Simple Network Management Protocol (SNMP) is een protocol dat wordt gebruikt voor netwerkbeheer, probleemoplossing en onderhoud. SNMP registreert, slaat en deelt informatie met de hulp van twee zeer belangrijke software: een netwerkbeheersysteem (NMS) dat op beheerapparaten en een agent die op beheerde apparaten draait. WAP121 en WAP321 ondersteunen SNMPv2 en SNMPv3.
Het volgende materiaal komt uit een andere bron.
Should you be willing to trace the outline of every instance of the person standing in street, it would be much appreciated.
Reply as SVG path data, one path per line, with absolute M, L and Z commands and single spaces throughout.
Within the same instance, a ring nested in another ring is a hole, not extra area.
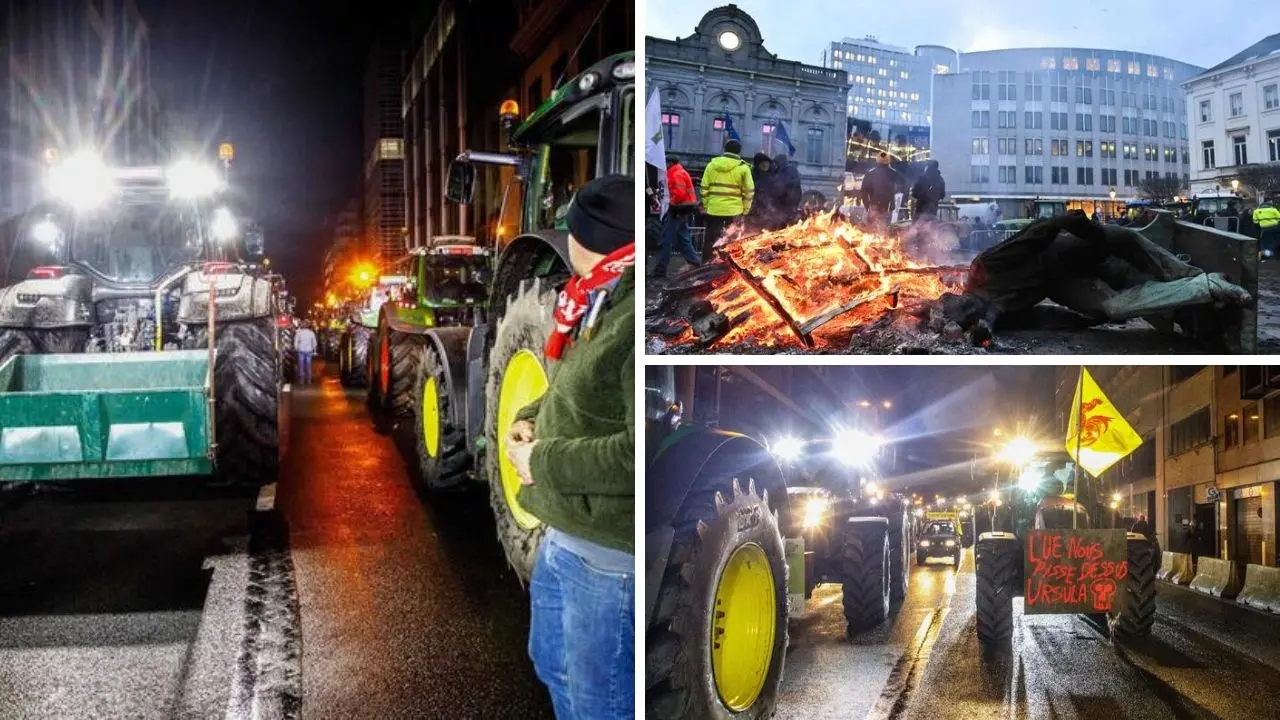
M 804 195 L 800 187 L 800 168 L 791 162 L 786 153 L 774 156 L 773 167 L 777 174 L 774 179 L 774 192 L 777 193 L 774 201 L 777 216 L 775 227 L 784 228 L 799 219 L 800 198 Z
M 303 323 L 293 336 L 293 349 L 298 353 L 298 382 L 303 385 L 311 384 L 311 358 L 316 354 L 318 346 L 315 331 L 307 323 Z
M 573 277 L 544 349 L 550 386 L 507 431 L 517 499 L 547 526 L 529 583 L 529 656 L 560 720 L 634 716 L 635 182 L 569 208 Z
M 938 171 L 938 161 L 930 160 L 924 166 L 924 174 L 911 186 L 911 197 L 916 201 L 915 219 L 938 218 L 938 203 L 947 196 L 947 183 Z
M 1253 223 L 1258 226 L 1258 248 L 1262 257 L 1271 259 L 1280 250 L 1280 210 L 1263 200 L 1253 211 Z
M 756 185 L 751 165 L 742 159 L 742 143 L 726 140 L 724 153 L 711 159 L 702 171 L 702 204 L 707 209 L 707 231 L 702 241 L 702 262 L 711 259 L 711 249 L 724 231 L 751 212 Z
M 667 156 L 667 189 L 671 193 L 671 203 L 667 208 L 667 217 L 662 222 L 658 260 L 650 271 L 654 277 L 663 279 L 667 277 L 667 265 L 671 262 L 673 248 L 690 265 L 701 264 L 698 251 L 693 248 L 693 236 L 689 232 L 689 216 L 698 207 L 698 196 L 693 194 L 693 179 L 689 177 L 689 171 L 684 169 L 680 158 L 675 155 Z
M 862 204 L 867 207 L 867 222 L 887 225 L 893 212 L 893 196 L 898 191 L 898 173 L 889 166 L 889 153 L 876 158 L 876 166 L 862 178 Z

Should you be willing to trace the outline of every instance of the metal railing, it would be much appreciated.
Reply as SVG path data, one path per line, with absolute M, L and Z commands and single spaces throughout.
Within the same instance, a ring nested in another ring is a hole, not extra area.
M 1205 218 L 1203 224 L 1215 230 L 1223 230 L 1232 233 L 1240 232 L 1240 218 L 1238 217 L 1220 217 L 1214 215 Z

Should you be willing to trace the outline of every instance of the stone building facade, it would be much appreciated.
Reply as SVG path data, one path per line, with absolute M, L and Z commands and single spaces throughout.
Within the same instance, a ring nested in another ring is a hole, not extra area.
M 645 98 L 661 93 L 667 151 L 695 175 L 718 155 L 732 121 L 748 159 L 787 152 L 785 127 L 806 196 L 834 198 L 844 177 L 843 71 L 783 60 L 769 52 L 755 20 L 734 5 L 702 17 L 692 35 L 645 38 Z

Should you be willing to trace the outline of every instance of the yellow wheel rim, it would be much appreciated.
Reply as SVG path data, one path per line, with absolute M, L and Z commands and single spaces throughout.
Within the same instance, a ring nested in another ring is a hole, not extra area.
M 440 454 L 440 396 L 436 394 L 436 379 L 427 378 L 422 386 L 422 444 L 427 456 Z
M 720 574 L 711 626 L 716 692 L 734 712 L 751 707 L 764 688 L 773 661 L 776 602 L 764 549 L 756 543 L 738 547 Z
M 515 465 L 507 459 L 507 430 L 515 424 L 516 413 L 529 403 L 542 397 L 547 391 L 547 372 L 538 356 L 521 350 L 507 361 L 502 373 L 502 386 L 498 390 L 498 472 L 502 476 L 502 492 L 507 496 L 507 507 L 516 524 L 531 530 L 541 522 L 516 502 L 520 491 L 520 475 Z

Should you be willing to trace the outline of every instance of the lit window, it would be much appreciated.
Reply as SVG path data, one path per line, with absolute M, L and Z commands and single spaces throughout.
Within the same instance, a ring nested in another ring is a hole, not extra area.
M 1107 61 L 1107 72 L 1113 72 L 1113 73 L 1118 73 L 1118 72 L 1120 72 L 1120 61 L 1119 61 L 1119 60 L 1114 60 L 1114 59 L 1112 59 L 1112 60 L 1108 60 L 1108 61 Z
M 1165 69 L 1164 69 L 1164 79 L 1165 79 L 1165 80 L 1172 80 L 1172 79 L 1173 79 L 1173 68 L 1165 68 Z
M 712 130 L 723 130 L 723 129 L 724 129 L 724 118 L 716 118 L 715 120 L 712 120 L 712 121 L 711 121 L 711 129 L 712 129 Z
M 1262 88 L 1262 107 L 1264 110 L 1275 110 L 1280 107 L 1280 95 L 1276 93 L 1275 85 Z
M 1041 70 L 1055 70 L 1058 67 L 1058 61 L 1055 58 L 1047 57 L 1040 61 Z
M 885 77 L 886 75 L 889 74 L 889 71 L 885 70 L 884 68 L 880 68 L 880 70 L 877 71 L 876 74 L 879 75 L 880 77 Z
M 1073 58 L 1073 57 L 1062 58 L 1062 69 L 1063 70 L 1079 70 L 1080 69 L 1079 58 Z
M 1142 63 L 1140 63 L 1140 62 L 1134 62 L 1134 61 L 1130 60 L 1130 61 L 1129 61 L 1129 74 L 1130 74 L 1130 75 L 1141 75 L 1141 74 L 1142 74 Z
M 679 125 L 680 115 L 678 113 L 662 113 L 663 125 Z
M 1085 58 L 1084 69 L 1089 72 L 1098 72 L 1102 69 L 1102 61 L 1098 58 Z
M 1244 115 L 1244 93 L 1231 93 L 1231 117 Z
M 1200 101 L 1200 122 L 1202 123 L 1213 122 L 1213 101 L 1211 100 Z
M 840 59 L 840 51 L 839 51 L 839 50 L 832 50 L 832 51 L 831 51 L 831 57 L 835 58 L 836 60 L 839 60 L 839 59 Z
M 1160 70 L 1155 65 L 1148 65 L 1147 77 L 1160 77 Z
M 404 159 L 404 140 L 400 138 L 382 138 L 378 141 L 379 160 Z
M 911 76 L 907 74 L 907 71 L 906 71 L 906 70 L 903 70 L 903 71 L 902 71 L 902 79 L 903 79 L 903 80 L 909 80 L 909 79 L 911 79 Z

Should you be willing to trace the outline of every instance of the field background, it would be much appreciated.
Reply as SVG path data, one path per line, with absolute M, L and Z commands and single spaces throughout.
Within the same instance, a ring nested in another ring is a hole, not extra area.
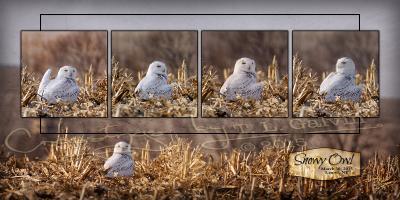
M 235 62 L 248 57 L 256 62 L 256 71 L 267 71 L 274 55 L 280 75 L 287 74 L 287 31 L 203 31 L 202 67 L 212 65 L 221 82 L 223 69 L 233 72 Z
M 293 55 L 296 54 L 319 75 L 335 71 L 341 57 L 353 59 L 356 73 L 363 75 L 374 59 L 379 73 L 379 32 L 293 31 Z
M 173 74 L 185 60 L 188 76 L 197 75 L 197 32 L 113 31 L 111 55 L 135 76 L 138 71 L 147 72 L 156 60 L 164 62 Z
M 48 68 L 57 75 L 64 65 L 76 67 L 81 78 L 90 65 L 95 79 L 107 72 L 106 31 L 23 31 L 21 45 L 22 65 L 39 79 Z

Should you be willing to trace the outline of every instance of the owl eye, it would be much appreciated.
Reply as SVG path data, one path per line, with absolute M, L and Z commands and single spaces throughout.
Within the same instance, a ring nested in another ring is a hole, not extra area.
M 243 65 L 245 65 L 245 64 L 246 64 L 246 62 L 242 62 L 242 64 L 243 64 Z
M 346 64 L 346 61 L 342 61 L 342 64 Z
M 157 65 L 157 67 L 158 67 L 158 68 L 160 68 L 160 67 L 161 67 L 161 65 Z
M 75 70 L 72 70 L 73 72 L 75 72 Z
M 64 72 L 68 72 L 68 69 L 64 69 Z

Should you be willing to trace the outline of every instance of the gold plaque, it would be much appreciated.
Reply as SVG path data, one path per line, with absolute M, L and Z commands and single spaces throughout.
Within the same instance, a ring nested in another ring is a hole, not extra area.
M 360 175 L 360 153 L 331 148 L 291 153 L 289 174 L 316 180 L 334 180 Z

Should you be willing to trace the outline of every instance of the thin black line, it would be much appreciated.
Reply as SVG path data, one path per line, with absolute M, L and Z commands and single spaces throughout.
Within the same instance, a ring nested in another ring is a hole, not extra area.
M 82 15 L 82 16 L 95 16 L 95 15 L 116 15 L 116 16 L 124 16 L 124 15 L 137 15 L 137 16 L 148 16 L 148 15 L 153 15 L 153 16 L 182 16 L 182 15 L 186 15 L 186 16 L 203 16 L 203 15 L 215 15 L 215 16 L 242 16 L 242 15 L 248 15 L 248 16 L 269 16 L 269 15 L 276 15 L 276 16 L 294 16 L 294 15 L 300 15 L 300 16 L 316 16 L 316 15 L 321 15 L 321 16 L 354 16 L 357 15 L 358 16 L 358 30 L 361 30 L 361 15 L 359 13 L 335 13 L 335 14 L 331 14 L 331 13 L 309 13 L 309 14 L 296 14 L 296 13 L 288 13 L 288 14 L 266 14 L 266 13 L 252 13 L 252 14 L 247 14 L 247 13 L 242 13 L 242 14 L 206 14 L 206 13 L 197 13 L 197 14 L 176 14 L 176 13 L 164 13 L 164 14 L 159 14 L 159 13 L 139 13 L 139 14 L 132 14 L 132 13 L 115 13 L 115 14 L 105 14 L 105 13 L 93 13 L 93 14 L 89 14 L 89 13 L 70 13 L 70 14 L 57 14 L 57 13 L 47 13 L 47 14 L 40 14 L 40 31 L 42 30 L 42 15 L 56 15 L 56 16 L 61 16 L 61 15 Z M 201 31 L 200 31 L 201 32 Z M 108 34 L 108 31 L 107 31 Z M 108 38 L 107 38 L 108 39 Z M 107 43 L 108 45 L 108 43 Z M 107 48 L 108 51 L 108 48 Z M 289 53 L 289 52 L 288 52 Z M 107 56 L 108 58 L 108 56 Z M 289 60 L 288 60 L 289 62 Z M 108 64 L 108 62 L 107 62 Z M 289 66 L 288 66 L 289 67 Z M 201 98 L 201 97 L 200 97 Z M 201 99 L 200 99 L 201 102 Z M 201 108 L 201 103 L 200 103 L 200 108 Z M 200 116 L 202 117 L 202 110 L 200 110 L 201 114 Z M 107 113 L 108 114 L 108 113 Z M 107 116 L 107 118 L 109 118 L 110 116 Z M 200 118 L 201 118 L 200 117 Z M 112 118 L 112 117 L 111 117 Z M 197 113 L 197 118 L 199 118 L 199 114 Z M 286 117 L 289 119 L 289 116 Z M 359 132 L 361 130 L 361 122 L 360 122 L 360 118 L 359 119 Z M 42 121 L 41 118 L 39 118 L 39 125 L 40 125 L 40 134 L 53 134 L 53 133 L 42 133 Z M 60 134 L 60 133 L 55 133 L 55 134 Z M 82 133 L 69 133 L 69 134 L 82 134 Z M 85 134 L 90 134 L 90 133 L 85 133 Z M 96 134 L 96 133 L 93 133 Z M 121 133 L 108 133 L 108 134 L 121 134 Z M 140 133 L 139 133 L 140 134 Z M 144 134 L 144 133 L 143 133 Z M 149 133 L 146 133 L 149 134 Z M 168 134 L 168 133 L 165 133 Z M 177 134 L 177 133 L 170 133 L 170 134 Z M 213 133 L 196 133 L 196 134 L 213 134 Z M 220 133 L 220 134 L 224 134 L 224 133 Z M 235 134 L 235 133 L 230 133 L 230 134 Z M 237 134 L 237 133 L 236 133 Z M 241 134 L 241 133 L 239 133 Z M 256 134 L 256 133 L 255 133 Z M 266 134 L 266 133 L 264 133 Z M 290 133 L 269 133 L 269 134 L 290 134 Z
M 42 13 L 41 15 L 360 15 L 359 13 Z

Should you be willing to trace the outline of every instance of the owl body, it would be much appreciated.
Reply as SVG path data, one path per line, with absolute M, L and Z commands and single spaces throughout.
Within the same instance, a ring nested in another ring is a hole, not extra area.
M 237 96 L 258 100 L 262 90 L 263 84 L 257 83 L 254 60 L 241 58 L 236 61 L 235 69 L 222 85 L 220 94 L 229 101 L 236 100 Z
M 146 76 L 140 80 L 135 88 L 135 94 L 139 99 L 171 99 L 172 87 L 167 82 L 167 68 L 160 61 L 149 65 Z
M 130 145 L 126 142 L 115 144 L 113 155 L 104 163 L 106 177 L 132 176 L 135 162 L 131 156 Z
M 336 63 L 336 72 L 330 73 L 321 83 L 319 94 L 327 102 L 341 100 L 359 101 L 362 88 L 355 83 L 355 65 L 350 58 L 340 58 Z
M 60 68 L 57 77 L 50 79 L 51 69 L 48 69 L 43 75 L 38 89 L 40 100 L 46 100 L 48 103 L 56 103 L 57 100 L 72 103 L 78 99 L 79 86 L 75 81 L 76 69 L 71 66 Z

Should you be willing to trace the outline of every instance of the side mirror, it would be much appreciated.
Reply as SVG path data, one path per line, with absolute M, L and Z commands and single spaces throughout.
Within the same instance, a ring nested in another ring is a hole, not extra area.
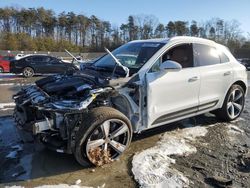
M 176 61 L 167 60 L 160 65 L 160 70 L 166 70 L 166 69 L 180 70 L 182 69 L 182 66 Z

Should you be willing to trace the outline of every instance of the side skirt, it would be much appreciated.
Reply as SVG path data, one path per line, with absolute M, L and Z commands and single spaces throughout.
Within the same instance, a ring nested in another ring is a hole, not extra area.
M 217 103 L 218 103 L 218 100 L 163 115 L 163 116 L 157 118 L 152 123 L 152 125 L 154 126 L 156 124 L 161 124 L 163 122 L 171 121 L 173 119 L 178 119 L 180 117 L 188 116 L 188 115 L 191 115 L 191 114 L 194 114 L 194 113 L 198 113 L 200 111 L 207 111 L 208 109 L 215 107 L 217 105 Z

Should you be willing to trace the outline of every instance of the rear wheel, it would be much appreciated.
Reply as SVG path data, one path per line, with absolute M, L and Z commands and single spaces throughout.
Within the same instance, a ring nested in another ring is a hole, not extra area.
M 215 115 L 223 121 L 237 119 L 245 105 L 245 92 L 239 85 L 233 85 L 228 91 L 221 109 L 216 110 Z
M 0 73 L 3 73 L 3 68 L 2 67 L 0 67 Z
M 76 135 L 75 158 L 102 166 L 116 160 L 129 146 L 132 128 L 128 118 L 110 107 L 94 108 Z
M 23 69 L 23 76 L 25 78 L 30 78 L 34 75 L 34 70 L 31 67 L 25 67 Z

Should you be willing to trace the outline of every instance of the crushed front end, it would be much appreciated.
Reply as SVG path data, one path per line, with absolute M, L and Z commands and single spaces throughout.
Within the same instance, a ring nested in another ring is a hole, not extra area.
M 13 96 L 19 128 L 33 132 L 48 148 L 73 153 L 75 133 L 90 108 L 108 105 L 114 92 L 104 81 L 83 75 L 56 75 L 23 88 Z

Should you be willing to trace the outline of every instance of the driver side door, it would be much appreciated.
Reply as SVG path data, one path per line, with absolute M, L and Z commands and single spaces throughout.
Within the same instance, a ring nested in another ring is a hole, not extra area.
M 157 70 L 166 60 L 176 61 L 182 68 Z M 181 44 L 168 50 L 146 73 L 147 128 L 196 114 L 200 73 L 193 65 L 193 45 Z

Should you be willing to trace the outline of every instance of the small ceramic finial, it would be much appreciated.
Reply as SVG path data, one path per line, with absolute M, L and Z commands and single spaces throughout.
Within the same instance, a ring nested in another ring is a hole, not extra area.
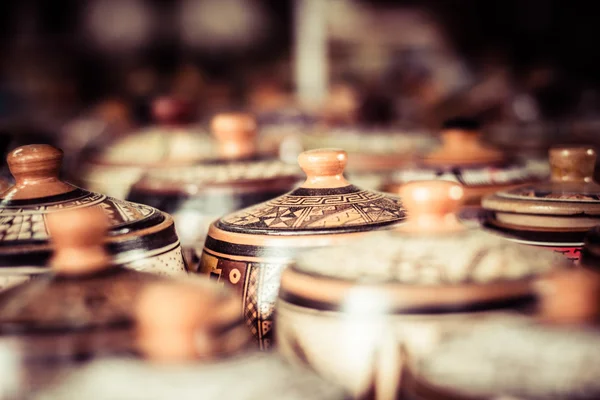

Dit artikel legt uit hoe u algemene SNMP-instellingen kunt configureren op de WAP121- en WAP321-access points.
・ WAP121
・ WAP321
•1.0.3.4
Stap 1. Meld u aan bij het hulpprogramma Access Point Configuration en kies SNMP > General. De pagina Algemeen wordt geopend:
Stap 2. Controleer in het gebied Global Settings het aanvinkvakje Enable om SNMP in te schakelen.
Stap 3. In het veld UDP-poort voert u het UDP-poortnummer in waarop de SNMP-agent naar toegangsverzoeken zal luisteren.
Timesver: Als u SNMPv2 niet wilt configureren, sla dan over naar Stap 12. Als SNMPv2 niet is ingesteld dan wordt SNMPv3 gebruikt. Om SNMPv3-instellingen te configureren verwijst u naar de configuratie van eenvoudige netwerkbeheerverhalen (SNMP) op WAP121 en WAP321 access points.
Stap 4. Voer een alleen-lezen communitynaam in het veld Alleen-lezen. De gemeenschapsnaam is een door een gebruiker gemaakte geldige naam die als eenvoudig authenticatiemechanisme of wachtwoord handelt om de apparaten op het netwerk te beperken die gegevens van de SNMP agent kunnen vragen. De community string die wordt verstuurd in het aanvraagpakket dat door zender wordt verstuurd moet overeenkomen met de community string op het agent apparaat. Het alleen-lezen wachtwoord geeft alleen autoriteit om informatie op te halen.
Stap 5. Voer een gelezen-schrijfcommunity-naam in voor geautoriseerde SNMP-bewerkingen in het veld Lezen-schrijven community. Alleen verzoeken van de hulpmiddelen die zich met deze gemeenschapsnaam identificeren worden aanvaard. Dit is een door de gebruiker gemaakte naam. Dit is een wachtwoord waarmee u zowel informatie uit de agent kunt ophalen als instellingen op het betreffende Agent-apparaat kunt wijzigen.
Opmerking: Het is aan te raden om beide wachtwoorden in iets te veranderen dat aangepast is om beveiligingsaanvallen van buitenstaanders te voorkomen.
Stap 6. Klik op de juiste radioknop om een voorkeur van een beheerstation in het veld Management Station te kiezen. Het beheerstation controleert en actualiseert de waarden in de beheerinformatiebasis (MIB).
・ Alle — Hiermee kunnen alle stations in het netwerk via SNMP als beheerstation toegang tot de WAP hebben.
・ Gebruikershandleiding: beperkt de toegang tot een specifiek station of groep stations.
Timesaver: Als All in de vorige stap is geselecteerd, slaat u over naar Stap 9.
Stap 7. Als u in de vorige stap een gebruikersdefinitie hebt gekozen, specificeert u het IPv4-adres van het beheerstation dat u in het veld NMS IPv4-adres/naam wilt hebben. Een netwerkbeheersysteem (NMS) verwijst naar de beheerstations die toepassingen uitvoeren die beheerde apparaten bewaken en besturen.
Stap 8. (Optioneel) Als het IPv6-adres door de WAP wordt gebruikt, specificeert u het IPv6-adres van het beheerstation dat u naar het WAP wilt hebben in het veld IPv6-adres/naam van de NMS.
Stap 9. Voer de wereldwijde gemeenschapsnaam in die aan SNMP-trap is gekoppeld in het veld Trap Community-naam. Splitsen zijn mededelingen van een agent aan de manager die agenteninformatie bevatten. Vraps van het apparaat gebruiken de string die als gemeenschapsnaam is ingevoerd.
Stap 10. In de tabel Bestemming overslaan, controleer het IP-adresvakje van de host en kies het juiste type IP-adres van de host (IPv4 of IPv6) in de vervolgkeuzelijst in het veld Type host IP-adres. Dit heeft betrekking op de adressen of namen van de geschikte beheerstations die vallen van de beheerde apparatuur ontvangen.
Stap 1. Voer de hostnaam of IP-adres voor de val in het veld Hostnaam/IP-adres.
Opmerking: U kunt de stappen 10 en 11 tot maximaal drie keer herhalen.
Stap 12. Klik op Save om de configuratie op te slaan.